The mid-1970s wasn’t a great time for American fans of performance cars. Spiraling insurance costs, falling compression ratios to accommodate low-lead gas and heavy 5 mph bumpers all took their toll on the once great muscle car.

But not everyone went down without a fight. In 1973 Pontiac unveiled the epic Trans Am Super Duty, and Motion Performance built this incredible Manta Ray from a C3 Corvette. In fact, Motion built two other Manta Rays that year, shortly before the company closed its doors, but this is the only survivor and it’s getting ready to go under the hammer at Mecum’s Indy sale in May.

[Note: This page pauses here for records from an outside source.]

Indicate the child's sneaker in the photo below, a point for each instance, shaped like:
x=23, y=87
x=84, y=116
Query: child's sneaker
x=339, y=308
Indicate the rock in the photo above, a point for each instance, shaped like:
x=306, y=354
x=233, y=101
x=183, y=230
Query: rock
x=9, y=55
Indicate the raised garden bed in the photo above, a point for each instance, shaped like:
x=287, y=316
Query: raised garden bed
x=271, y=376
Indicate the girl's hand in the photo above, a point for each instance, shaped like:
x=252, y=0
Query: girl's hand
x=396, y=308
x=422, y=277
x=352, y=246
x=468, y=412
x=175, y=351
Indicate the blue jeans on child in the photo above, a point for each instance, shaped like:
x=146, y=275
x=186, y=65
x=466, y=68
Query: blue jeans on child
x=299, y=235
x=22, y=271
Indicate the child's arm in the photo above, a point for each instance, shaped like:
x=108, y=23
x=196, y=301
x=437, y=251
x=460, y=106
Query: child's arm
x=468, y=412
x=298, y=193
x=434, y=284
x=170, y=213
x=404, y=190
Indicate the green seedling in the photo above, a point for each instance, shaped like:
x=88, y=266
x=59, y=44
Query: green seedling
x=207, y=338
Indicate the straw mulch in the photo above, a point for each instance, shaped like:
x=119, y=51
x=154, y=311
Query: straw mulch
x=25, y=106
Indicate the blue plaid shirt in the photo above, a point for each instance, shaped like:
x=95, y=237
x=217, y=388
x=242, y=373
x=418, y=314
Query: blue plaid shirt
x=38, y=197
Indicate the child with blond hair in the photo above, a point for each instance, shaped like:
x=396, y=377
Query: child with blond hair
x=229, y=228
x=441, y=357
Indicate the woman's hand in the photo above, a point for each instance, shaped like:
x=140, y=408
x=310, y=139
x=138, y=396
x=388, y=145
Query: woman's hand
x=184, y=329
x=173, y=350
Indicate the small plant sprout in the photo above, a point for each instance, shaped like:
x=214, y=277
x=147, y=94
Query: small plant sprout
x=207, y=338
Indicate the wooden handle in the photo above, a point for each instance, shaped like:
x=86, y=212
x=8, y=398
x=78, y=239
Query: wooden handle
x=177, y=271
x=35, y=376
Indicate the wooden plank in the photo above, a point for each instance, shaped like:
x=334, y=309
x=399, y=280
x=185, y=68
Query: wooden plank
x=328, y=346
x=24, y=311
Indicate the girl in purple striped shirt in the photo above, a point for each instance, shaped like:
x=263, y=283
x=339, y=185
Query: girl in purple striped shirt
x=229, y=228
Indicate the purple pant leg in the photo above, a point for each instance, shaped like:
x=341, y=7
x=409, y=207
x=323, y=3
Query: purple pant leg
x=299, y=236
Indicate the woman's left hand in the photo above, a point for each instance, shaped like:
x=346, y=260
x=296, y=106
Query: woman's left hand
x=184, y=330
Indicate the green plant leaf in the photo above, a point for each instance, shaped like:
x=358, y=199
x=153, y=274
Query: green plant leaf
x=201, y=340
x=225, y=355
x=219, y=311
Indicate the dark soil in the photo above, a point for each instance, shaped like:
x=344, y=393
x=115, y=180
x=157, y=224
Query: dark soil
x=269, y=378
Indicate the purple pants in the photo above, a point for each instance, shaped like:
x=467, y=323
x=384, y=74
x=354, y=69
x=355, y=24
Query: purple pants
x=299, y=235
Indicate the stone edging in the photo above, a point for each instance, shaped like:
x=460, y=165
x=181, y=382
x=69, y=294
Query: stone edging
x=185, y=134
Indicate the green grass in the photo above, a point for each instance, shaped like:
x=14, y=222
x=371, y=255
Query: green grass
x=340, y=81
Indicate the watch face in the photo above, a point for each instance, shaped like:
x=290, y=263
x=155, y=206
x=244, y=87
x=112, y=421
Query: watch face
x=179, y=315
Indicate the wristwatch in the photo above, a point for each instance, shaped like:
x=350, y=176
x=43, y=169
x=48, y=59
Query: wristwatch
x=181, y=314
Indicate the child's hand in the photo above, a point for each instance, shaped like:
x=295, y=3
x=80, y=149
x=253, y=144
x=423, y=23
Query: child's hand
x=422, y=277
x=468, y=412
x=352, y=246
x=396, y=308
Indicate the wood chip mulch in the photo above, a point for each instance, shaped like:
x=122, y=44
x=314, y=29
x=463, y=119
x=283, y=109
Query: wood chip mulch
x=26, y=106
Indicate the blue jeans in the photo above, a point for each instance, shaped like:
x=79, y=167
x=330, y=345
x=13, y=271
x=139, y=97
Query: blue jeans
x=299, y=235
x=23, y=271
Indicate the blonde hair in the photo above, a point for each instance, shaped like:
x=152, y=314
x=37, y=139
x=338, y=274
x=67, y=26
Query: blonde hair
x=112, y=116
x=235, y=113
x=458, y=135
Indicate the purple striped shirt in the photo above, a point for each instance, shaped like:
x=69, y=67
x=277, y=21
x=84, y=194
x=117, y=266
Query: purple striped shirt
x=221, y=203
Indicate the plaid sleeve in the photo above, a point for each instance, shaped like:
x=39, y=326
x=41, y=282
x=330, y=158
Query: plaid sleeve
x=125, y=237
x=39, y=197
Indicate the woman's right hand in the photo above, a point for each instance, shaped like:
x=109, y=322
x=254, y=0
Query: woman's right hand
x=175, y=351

Motion Performance, like that other legendary muscle-tuning outfit, Yenko, took Detroit’s top-tier muscle cars and dialed them up to 11. Joel Rosen and his partner Marty Schorr set up shop next to Baldwin Chevrolet of Long Island in 1966, and over the next few years Baldwin-Motion produced a series of ultra high performance Novas, Camaros, Chevelles and Corvettes, even going so far as to guarantee the quarter mile performance of its most extreme creations.

Related: This C6 Corvette With A C3 Body Is The Perfect Combination Of Old And New

In the case of the Corvette, its plastic body allowed Baldwin-Motion to make some serious styling changes to match the performance increases, resulting in cars you already knew were going to massacre you at the stoplight long before that light had flicked from red to green.

The Manta Ray’s custom bodywork included a new nose that swapped the standard Vette’s pop-up lights for European-style integrated lamps, and a boat-tail rear with clear echoes of Bill Mitchell’s 1965 Mako Shark Corvette concept car. Together with a giant ducktail spoiler, those mods dramatically altered the look of the donor C3.

The two other Manta Rays were apparently fitted with 454-cu in big block V8s and four-speed transmissions, but this car’s original buyer clearly preferred show to go. He settled for a mellower 350-cube V8 and three-speed automatic, which might explain how it’s still in one piece almost 50 years later.

By the late 1980s the car was in poor shape and it ended up in the hands of a body shop owner who drove it around for several years without realizing what he had on his hands. Then an incredible chance meeting with the car’s creator, Joel Rosen, at a car show resulted in the long-lost 350 being replaced with a date-correct unit that Rosen helped build to 425 hp.

It’s difficult to value such a rare machine, but this same car last sold for $100,000 in 2016, which seems pretty reasonable considering its historical importance. Like it? Bookmark Mecum’s May sale and get bidding.